Broken example when grad_model is created.
"""
!pip uninstall tensorflow
!pip install tensorflow==2.0.0
import cv2
import numpy as np
import tensorflow as tf
from tensorflow.keras import layers
import matplotlib.pyplot as plt
IMAGE_PATH = '/content/cat.3.jpg'
LAYER_NAME = 'block5_conv3'
model_layer = 'vgg16'
CAT_CLASS_INDEX = 281
imsize = (224,224,3)
img = tf.keras.preprocessing.image.load_img(IMAGE_PATH, target_size=(224, 224))
plt.figure()
plt.imshow(img)
img = tf.io.read_file(IMAGE_PATH)
img = tf.image.decode_jpeg(img)
img = tf.cast(img, dtype=tf.float32)
# img = tf.keras.preprocessing.image.img_to_array(img)
img = tf.image.resize(img, (224,224))
img = tf.reshape(img, (1, 224,224,3))
input = layers.Input(shape=(imsize[0], imsize[1], imsize[2]))
base_model = tf.keras.applications.VGG16(include_top=False, weights='imagenet',
input_shape=(imsize[0], imsize[1], imsize[2]))
# base_model.trainable = False
flat = layers.Flatten()
dropped = layers.Dropout(0.5)
global_average_layer = tf.keras.layers.GlobalAveragePooling2D()
fc1 = layers.Dense(16, activation='relu', name='dense_1')
fc2 = layers.Dense(16, activation='relu', name='dense_2')
fc3 = layers.Dense(128, activation='relu', name='dense_3')
prediction = layers.Dense(2, activation='softmax', name='output')
for layr in base_model.layers:
if ('block5' in layr.name):
layr.trainable = True
else:
layr.trainable = False
x = base_model(input)
x = global_average_layer(x)
x = fc1(x)
x = fc2(x)
x = prediction(x)
model = tf.keras.models.Model(inputs = input, outputs = x)
model.compile(optimizer=tf.keras.optimizers.Adam(learning_rate=1e-4),
loss='binary_crossentropy',
metrics=['accuracy'])
This portion of the code is where the error lies.

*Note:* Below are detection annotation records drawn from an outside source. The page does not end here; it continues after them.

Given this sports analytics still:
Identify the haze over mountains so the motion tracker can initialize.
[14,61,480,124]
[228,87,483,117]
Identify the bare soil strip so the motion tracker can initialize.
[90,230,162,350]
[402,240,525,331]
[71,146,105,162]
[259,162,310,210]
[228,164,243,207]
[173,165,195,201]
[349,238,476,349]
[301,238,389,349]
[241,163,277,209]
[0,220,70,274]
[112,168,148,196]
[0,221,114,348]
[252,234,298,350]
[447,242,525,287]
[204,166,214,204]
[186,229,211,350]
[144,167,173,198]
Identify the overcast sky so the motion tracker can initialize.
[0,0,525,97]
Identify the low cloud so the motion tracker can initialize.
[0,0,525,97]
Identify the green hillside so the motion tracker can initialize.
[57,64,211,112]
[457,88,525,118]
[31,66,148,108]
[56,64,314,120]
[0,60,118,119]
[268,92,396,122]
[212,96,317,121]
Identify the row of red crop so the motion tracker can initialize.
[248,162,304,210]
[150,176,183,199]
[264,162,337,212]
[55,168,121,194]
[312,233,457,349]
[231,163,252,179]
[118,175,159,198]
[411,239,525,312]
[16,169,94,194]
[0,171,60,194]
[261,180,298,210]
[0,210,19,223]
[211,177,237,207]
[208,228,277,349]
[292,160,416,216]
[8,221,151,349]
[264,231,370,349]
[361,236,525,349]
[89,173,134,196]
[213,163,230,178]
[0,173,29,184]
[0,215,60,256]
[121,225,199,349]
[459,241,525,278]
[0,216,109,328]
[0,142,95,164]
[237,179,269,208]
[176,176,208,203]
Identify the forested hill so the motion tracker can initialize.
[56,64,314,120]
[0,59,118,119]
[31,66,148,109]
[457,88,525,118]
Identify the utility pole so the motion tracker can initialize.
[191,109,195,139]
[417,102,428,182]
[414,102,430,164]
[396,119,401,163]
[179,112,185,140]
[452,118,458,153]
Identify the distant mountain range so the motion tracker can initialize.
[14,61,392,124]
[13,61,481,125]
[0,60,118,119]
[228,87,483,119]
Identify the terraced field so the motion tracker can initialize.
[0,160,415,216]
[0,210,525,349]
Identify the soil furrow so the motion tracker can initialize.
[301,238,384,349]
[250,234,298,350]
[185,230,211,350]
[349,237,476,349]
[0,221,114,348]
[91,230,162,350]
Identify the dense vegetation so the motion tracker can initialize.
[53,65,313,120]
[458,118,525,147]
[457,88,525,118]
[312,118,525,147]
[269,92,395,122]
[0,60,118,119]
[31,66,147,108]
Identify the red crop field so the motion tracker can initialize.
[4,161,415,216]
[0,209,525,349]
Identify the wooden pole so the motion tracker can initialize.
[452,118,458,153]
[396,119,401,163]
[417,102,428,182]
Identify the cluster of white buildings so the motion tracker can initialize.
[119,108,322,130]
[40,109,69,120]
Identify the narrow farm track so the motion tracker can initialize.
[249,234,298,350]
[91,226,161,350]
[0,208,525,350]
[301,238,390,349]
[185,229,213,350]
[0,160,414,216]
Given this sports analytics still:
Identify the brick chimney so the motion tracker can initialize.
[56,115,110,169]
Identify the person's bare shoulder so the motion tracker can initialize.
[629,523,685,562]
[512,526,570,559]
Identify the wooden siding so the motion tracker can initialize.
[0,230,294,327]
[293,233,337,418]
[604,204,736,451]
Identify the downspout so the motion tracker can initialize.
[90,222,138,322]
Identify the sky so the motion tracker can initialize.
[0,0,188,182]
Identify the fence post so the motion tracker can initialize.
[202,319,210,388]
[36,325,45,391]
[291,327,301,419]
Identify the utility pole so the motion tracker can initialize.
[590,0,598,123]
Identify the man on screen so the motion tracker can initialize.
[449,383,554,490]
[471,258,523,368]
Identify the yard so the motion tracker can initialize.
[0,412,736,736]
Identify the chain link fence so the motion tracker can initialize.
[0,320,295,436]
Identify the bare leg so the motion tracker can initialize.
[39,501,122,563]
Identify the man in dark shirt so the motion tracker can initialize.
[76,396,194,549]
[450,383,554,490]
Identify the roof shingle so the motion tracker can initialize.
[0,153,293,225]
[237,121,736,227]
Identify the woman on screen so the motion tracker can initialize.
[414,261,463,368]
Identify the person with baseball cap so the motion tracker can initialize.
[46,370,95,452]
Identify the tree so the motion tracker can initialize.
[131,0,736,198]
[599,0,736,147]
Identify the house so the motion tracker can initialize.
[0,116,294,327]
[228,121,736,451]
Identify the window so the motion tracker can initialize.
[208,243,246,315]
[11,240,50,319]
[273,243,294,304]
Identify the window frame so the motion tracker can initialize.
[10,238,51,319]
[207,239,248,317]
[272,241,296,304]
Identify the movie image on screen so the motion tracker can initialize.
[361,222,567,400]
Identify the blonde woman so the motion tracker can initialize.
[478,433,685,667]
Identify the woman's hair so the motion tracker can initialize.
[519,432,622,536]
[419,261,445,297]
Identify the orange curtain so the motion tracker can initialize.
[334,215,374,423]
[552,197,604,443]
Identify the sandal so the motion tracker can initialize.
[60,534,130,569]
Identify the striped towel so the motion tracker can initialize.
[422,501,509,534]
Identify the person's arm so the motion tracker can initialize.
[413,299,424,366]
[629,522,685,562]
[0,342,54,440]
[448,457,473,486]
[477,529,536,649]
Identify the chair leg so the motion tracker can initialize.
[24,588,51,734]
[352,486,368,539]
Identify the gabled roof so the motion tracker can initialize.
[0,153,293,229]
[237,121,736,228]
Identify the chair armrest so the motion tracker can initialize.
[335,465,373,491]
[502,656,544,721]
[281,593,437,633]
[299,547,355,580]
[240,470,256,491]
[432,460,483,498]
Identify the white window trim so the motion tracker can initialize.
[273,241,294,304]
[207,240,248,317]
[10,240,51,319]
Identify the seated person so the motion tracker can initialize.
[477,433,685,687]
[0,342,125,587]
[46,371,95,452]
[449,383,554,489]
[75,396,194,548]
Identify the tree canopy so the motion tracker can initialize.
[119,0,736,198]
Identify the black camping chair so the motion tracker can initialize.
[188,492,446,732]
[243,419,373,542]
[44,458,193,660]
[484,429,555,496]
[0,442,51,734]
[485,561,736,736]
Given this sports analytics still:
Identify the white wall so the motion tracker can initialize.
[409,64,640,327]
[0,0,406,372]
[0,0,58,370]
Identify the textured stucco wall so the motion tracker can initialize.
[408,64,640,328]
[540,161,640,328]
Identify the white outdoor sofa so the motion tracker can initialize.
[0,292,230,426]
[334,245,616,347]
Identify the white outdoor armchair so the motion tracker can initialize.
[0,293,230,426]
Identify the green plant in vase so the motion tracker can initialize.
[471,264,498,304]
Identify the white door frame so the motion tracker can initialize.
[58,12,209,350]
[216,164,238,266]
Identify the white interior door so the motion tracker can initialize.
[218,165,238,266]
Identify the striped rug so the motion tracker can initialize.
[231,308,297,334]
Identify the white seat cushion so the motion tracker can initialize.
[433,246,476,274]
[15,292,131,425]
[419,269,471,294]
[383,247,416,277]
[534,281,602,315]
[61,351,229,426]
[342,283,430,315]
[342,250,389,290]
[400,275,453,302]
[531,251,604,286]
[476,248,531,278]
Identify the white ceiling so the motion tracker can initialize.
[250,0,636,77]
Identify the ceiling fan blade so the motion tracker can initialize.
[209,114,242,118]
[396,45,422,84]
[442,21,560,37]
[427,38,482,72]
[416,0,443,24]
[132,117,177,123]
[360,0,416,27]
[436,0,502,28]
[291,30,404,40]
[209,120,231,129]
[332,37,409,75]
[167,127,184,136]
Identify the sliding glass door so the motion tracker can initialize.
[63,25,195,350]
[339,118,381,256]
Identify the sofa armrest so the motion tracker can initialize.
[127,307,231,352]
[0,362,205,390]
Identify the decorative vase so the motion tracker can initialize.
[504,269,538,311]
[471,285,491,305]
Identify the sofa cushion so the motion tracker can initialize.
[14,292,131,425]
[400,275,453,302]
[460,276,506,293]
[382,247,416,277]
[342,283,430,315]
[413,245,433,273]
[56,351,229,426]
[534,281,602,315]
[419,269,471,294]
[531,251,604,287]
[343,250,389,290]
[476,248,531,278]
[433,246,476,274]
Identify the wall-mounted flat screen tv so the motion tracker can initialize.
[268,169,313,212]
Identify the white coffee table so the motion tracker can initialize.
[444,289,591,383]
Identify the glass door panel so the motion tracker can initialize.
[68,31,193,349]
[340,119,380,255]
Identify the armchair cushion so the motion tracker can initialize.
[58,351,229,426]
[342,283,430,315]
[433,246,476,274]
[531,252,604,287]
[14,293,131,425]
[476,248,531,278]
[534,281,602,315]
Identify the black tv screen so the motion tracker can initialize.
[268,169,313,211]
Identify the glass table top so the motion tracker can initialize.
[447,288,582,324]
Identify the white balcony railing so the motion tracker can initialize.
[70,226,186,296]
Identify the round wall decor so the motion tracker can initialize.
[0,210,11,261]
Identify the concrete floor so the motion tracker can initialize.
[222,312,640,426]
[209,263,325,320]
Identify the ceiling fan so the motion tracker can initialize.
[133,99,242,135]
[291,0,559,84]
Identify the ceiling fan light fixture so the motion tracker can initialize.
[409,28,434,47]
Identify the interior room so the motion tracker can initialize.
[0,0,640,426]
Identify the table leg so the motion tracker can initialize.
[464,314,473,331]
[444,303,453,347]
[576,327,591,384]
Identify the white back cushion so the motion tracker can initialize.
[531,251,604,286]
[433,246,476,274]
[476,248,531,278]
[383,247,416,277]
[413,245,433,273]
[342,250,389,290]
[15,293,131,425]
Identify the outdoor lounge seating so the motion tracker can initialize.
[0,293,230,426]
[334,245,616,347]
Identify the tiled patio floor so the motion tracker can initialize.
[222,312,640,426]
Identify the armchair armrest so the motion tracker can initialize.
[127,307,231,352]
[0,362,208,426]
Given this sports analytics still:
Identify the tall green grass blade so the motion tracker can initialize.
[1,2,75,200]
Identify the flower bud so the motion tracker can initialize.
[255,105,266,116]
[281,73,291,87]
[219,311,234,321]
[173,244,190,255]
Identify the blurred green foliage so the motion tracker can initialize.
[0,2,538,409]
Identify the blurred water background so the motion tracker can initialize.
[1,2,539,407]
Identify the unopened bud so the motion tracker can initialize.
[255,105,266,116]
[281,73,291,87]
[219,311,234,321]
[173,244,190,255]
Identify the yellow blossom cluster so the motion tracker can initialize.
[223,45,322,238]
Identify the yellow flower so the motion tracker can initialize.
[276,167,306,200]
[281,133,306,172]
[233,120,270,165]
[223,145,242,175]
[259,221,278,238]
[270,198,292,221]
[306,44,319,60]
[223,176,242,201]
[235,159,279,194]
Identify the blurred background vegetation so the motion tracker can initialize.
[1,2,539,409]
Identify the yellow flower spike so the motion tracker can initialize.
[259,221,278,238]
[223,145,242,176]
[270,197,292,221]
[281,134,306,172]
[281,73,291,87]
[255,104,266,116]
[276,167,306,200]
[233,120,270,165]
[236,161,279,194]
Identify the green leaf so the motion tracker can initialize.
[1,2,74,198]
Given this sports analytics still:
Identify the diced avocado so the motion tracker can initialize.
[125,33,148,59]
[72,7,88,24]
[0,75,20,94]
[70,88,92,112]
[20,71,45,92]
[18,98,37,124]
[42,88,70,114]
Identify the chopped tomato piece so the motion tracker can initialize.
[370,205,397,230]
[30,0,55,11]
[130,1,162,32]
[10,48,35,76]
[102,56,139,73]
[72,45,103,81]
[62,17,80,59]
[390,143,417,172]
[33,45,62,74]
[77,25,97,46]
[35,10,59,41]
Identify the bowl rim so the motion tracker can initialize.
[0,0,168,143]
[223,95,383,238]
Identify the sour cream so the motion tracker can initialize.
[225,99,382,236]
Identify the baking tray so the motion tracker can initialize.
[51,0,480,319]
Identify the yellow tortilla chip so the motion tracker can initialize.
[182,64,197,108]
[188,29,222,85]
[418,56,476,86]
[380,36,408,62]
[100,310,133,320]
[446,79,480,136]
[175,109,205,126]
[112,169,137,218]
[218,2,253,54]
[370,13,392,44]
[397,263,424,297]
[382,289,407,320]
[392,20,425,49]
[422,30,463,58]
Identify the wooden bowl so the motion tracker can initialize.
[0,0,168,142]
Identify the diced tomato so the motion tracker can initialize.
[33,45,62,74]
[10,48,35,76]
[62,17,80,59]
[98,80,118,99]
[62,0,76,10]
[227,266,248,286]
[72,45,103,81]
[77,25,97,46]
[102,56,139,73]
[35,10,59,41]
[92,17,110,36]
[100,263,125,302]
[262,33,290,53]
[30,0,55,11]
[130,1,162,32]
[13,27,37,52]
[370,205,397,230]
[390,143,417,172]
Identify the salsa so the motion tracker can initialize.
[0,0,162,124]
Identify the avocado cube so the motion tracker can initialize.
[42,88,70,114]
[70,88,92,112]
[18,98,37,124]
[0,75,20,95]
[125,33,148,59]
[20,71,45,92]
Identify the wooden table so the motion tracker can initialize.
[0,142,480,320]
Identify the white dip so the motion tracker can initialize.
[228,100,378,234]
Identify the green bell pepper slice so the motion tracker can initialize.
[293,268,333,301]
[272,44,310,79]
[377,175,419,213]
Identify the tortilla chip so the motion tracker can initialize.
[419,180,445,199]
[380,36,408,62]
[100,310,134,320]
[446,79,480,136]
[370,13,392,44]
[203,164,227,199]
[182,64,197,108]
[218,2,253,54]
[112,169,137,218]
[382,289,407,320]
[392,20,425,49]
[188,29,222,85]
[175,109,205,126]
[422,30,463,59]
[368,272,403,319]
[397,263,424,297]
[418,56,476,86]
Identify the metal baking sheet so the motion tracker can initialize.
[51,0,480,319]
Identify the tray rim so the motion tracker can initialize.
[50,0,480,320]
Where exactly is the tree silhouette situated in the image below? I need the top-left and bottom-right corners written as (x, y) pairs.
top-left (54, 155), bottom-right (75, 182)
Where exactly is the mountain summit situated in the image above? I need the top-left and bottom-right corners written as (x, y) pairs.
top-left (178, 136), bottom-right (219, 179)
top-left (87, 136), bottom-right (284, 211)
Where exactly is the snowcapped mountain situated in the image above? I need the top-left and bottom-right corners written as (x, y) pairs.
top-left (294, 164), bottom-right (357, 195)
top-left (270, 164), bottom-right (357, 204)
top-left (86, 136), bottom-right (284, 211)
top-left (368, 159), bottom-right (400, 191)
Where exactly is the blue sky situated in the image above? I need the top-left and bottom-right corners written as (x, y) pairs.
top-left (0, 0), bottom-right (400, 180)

I'm not sure what is the correct way to label inputs and outputs.
# Create a graph that outputs target convolution and output
grad_model = tf.keras.models.Model(inputs = [model.input, model.get_layer(model_layer).input],
outputs=[model.get_layer(model_layer).get_layer(LAYER_NAME).output,
model.output])
print(model.get_layer(model_layer).get_layer(LAYER_NAME).output)
# Get the score for target class
# Get the score for target class
with tf.GradientTape() as tape:
conv_outputs, predictions = grad_model(img)
loss = predictions[:, 1]
The section below is for plotting a heatmap of gradcam.
print('Prediction shape:', predictions.get_shape())
# Extract filters and gradients
output = conv_outputs[0]
grads = tape.gradient(loss, conv_outputs)[0]
# Apply guided backpropagation
gate_f = tf.cast(output > 0, 'float32')
gate_r = tf.cast(grads > 0, 'float32')
guided_grads = gate_f * gate_r * grads
# Average gradients spatially
weights = tf.reduce_mean(guided_grads, axis=(0, 1))
# Build a ponderated map of filters according to gradients importance
cam = np.ones(output.shape[0:2], dtype=np.float32)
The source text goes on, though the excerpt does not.